A bstract Proteins govern most biological functions essential for life, but achieving controllable protein discovery and optimization remains challenging. Recently, machine learning-assisted protein editing (MLPE) has shown promise in accelerating optimization cycles and reducing experimental workloads. However, current methods struggle with the vast combinatorial space of potential protein edits and cannot explicitly conduct protein editing using biotext instructions, limiting their interactivity with human feedback. To fill these gaps, we propose a novel method called ProtET for efficient CLIP-informed protein editing through multi-modality learning.
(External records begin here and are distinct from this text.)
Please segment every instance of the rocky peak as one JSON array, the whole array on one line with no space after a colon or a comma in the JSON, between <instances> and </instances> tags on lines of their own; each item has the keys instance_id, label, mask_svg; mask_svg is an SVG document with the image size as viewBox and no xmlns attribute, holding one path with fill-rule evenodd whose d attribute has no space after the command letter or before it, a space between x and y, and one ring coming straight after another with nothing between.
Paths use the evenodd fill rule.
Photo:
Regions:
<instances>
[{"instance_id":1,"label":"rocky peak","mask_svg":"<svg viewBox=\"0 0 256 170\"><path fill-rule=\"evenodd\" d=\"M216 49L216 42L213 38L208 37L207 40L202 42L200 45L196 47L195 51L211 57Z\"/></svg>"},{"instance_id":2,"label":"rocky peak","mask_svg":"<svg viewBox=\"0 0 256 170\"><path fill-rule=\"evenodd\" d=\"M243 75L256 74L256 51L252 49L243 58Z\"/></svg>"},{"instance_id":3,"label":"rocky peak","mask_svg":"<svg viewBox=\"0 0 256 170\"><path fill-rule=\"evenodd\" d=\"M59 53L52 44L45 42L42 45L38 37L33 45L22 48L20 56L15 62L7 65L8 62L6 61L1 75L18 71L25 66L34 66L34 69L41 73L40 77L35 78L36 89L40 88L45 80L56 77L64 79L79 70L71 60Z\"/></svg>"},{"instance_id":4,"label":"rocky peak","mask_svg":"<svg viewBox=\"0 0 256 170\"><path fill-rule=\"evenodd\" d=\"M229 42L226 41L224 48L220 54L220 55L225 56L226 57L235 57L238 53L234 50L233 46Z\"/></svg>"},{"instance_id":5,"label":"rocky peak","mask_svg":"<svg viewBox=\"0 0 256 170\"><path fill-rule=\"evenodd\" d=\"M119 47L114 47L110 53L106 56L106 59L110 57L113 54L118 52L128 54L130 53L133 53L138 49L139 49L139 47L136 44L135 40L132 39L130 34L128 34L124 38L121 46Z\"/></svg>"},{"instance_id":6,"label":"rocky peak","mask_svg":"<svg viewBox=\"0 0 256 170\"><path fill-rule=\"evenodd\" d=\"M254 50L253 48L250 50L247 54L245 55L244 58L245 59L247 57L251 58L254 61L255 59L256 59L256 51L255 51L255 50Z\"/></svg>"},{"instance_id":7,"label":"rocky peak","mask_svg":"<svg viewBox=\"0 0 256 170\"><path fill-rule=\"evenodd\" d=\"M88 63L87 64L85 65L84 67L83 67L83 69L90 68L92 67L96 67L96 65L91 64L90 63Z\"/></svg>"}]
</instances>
Our approach comprises two stages: in the pretraining stage, contrastive learning aligns protein-biotext representations encoded by two large language models (LLMs), respectively. Subsequently, during the protein editing stage, the fused features from editing instruction texts and original protein sequences serve as the final editing condition for generating target protein sequences. Comprehensive experiments demonstrated the superiority of ProtET in editing proteins to enhance human-expected functionality across multiple attribute domains, including enzyme catalytic activity, protein stability and antibody specific binding ability. And ProtET improves the state-of-the-art results by a large margin, leading to significant stability improvements of 16.67% and 16.90%. This capability positions ProtET to advance real-world artificial protein editing, potentially addressing unmet academic, industrial, and clinical needs.